Amsterdam is 'een stad met een haven', zegt Mark Hoolwerf. Voor Rotterdam geldt het omgekeerde, dat is 'een haven met een stad'. In 'throughput', de hoeveelheid goederen die de haven doorvoert, zijn ze onvergelijkbaar. Rotterdam doet jaarlijks zo'n 400 miljoen ton, Amsterdam 'maar' 78. Ter vergelijking: Antwerpen komt op zo'n 200 miljoen ton.

Maar Amsterdam kenmerkt zich door een bijzondere stroom: cacao. De handel in de grondstof voor chocolade maakt de haven van Amsterdam de grootste cacaohaven wereldwijd. Veel cacaobonen komen in Rotterdam aan en worden doorgevoerd - ook per schip - naar Amsterdam, waar ze worden opgeslagen, voordat ze door de verwerkers rond Zaanstad verwerkt worden en als (half)fabrikaten weer uitgevoerd worden.

De belangrijkste klanten van de haven van Amsterdam zijn opslag- en overslagbedrijven en verwerkers. Ze slaan op het haventerrein bijvoorbeeld cacaobonen op (die van derde partijen zijn), of kolen en aardolie (op dit moment maakt energie twee derde uit van de havenactiviteit). Voor die op- en overslag gaan bedrijven langlopende contracten aan. Zo'n concessie voor opslag kan zo 50 jaar lopen. Omdat ruimte onder de rook van Amsterdam schaars is, kan de haven van Amsterdam eisen stellen aan de bedrijven die er ruimte willen huren. Toch is het niet zomaar iets. De haven wil namelijk een betrokken ketenpartner zijn, maar is niet meer dan een ruimteverhuurder. Inhoudelijke betrokkenheid bij de activiteiten van huurders is behoorlijk revolutionair. Veel van de goederen komen immers van ver weg en zijn aangekocht door verwerkers die daarmee hun doelen in de keten dienen. Welke invloed kan een haven daar dan op uitoefenen?
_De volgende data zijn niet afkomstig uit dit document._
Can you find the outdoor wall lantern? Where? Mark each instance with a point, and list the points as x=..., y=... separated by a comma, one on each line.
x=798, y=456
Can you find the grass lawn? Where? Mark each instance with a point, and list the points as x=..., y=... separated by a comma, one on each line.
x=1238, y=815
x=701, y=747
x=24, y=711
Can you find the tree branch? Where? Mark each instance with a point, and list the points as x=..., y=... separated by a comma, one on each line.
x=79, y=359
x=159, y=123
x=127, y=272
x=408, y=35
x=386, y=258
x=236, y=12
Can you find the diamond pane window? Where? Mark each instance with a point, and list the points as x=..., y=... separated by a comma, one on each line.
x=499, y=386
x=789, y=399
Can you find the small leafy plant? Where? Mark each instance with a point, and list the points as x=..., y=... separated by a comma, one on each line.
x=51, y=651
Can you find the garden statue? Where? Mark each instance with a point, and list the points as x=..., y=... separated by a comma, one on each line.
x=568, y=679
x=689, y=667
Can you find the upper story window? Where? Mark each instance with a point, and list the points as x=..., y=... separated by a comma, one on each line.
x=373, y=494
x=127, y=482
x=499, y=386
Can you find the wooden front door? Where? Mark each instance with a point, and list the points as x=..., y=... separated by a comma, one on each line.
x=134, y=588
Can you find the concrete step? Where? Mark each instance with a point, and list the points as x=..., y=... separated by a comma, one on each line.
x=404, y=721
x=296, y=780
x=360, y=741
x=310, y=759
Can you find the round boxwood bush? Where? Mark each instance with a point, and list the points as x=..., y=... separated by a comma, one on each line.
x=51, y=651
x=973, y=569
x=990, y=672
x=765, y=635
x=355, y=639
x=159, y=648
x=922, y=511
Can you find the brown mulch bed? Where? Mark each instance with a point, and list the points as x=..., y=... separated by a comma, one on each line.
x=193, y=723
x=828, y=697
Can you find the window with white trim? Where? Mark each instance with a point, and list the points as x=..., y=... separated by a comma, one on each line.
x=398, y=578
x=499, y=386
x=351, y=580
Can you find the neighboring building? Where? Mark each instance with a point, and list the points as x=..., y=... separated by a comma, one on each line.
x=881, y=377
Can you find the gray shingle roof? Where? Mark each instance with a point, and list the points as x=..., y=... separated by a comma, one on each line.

Het havenbedrijf laat als het ware een 'merk' van transparantie en traceerbaarheid ontstaan
Ambities
Een paar jaar geleden is de haven van Amsterdam begonnen met het formuleren van zijn eigen ambities om te komen tot een supply chain agenda. Minder fossiel, meer landbouw, was een uitgangspunt. En daarnaast een eerlijke prijs voor de (kleine) leveranciers van bulkgoederen. Voor bedrijven die bijdragen aan een circulaire economie wil de haven 25 hectare vrijmaken. Nog eens 45 hectare is bestemd voor bedrijven die bijdragen aan de transitie naar een duurzame economie. Op basis van die ambities is een nieuw vestigingsbeleid (establishment policy) vastgesteld, waarin corporate social sustainability centraal staat. Bedrijven die zich willen vestigen moeten met de billen bloot: past hun ambitie bij die van de haven? En zo nee, welke stappen kunnen zij dan eventueel zetten om hen te laten passen bij de duurzaamheidseisen die het havenbedrijf stelt?


Mark Hoolwerf vertelt tijdens een Digital Food webinar over de plannen van het Amsterdamse Havenbedrijf.


Hoe stelt het Havenbedrijf zijn eisen vast?

In samenwerking met Wageningen University & Research draagt het Havenbedrijf bij aan de ontwikkeling van een Dashboard, dat inzicht moet geven in de duurzaamheid van goederenstromen, waaronder palmolie en soja. Alleen al voor soja blijken er zo'n 60 verschillende standaarden in omloop te zijn. Zijn die afdoende geborgd en onafhankelijk? Welke standaarden bieden voldoende bescherming voor de boeren of het milieu? En natuurlijk: aan welke standaarden wil het Havenbedrijf van Amsterdam zijn klanten houden en welke gedachten houden die er zelf op na? De haven is immers afhankelijk van de organisaties die de standaarden zetten én van hun gebruikers.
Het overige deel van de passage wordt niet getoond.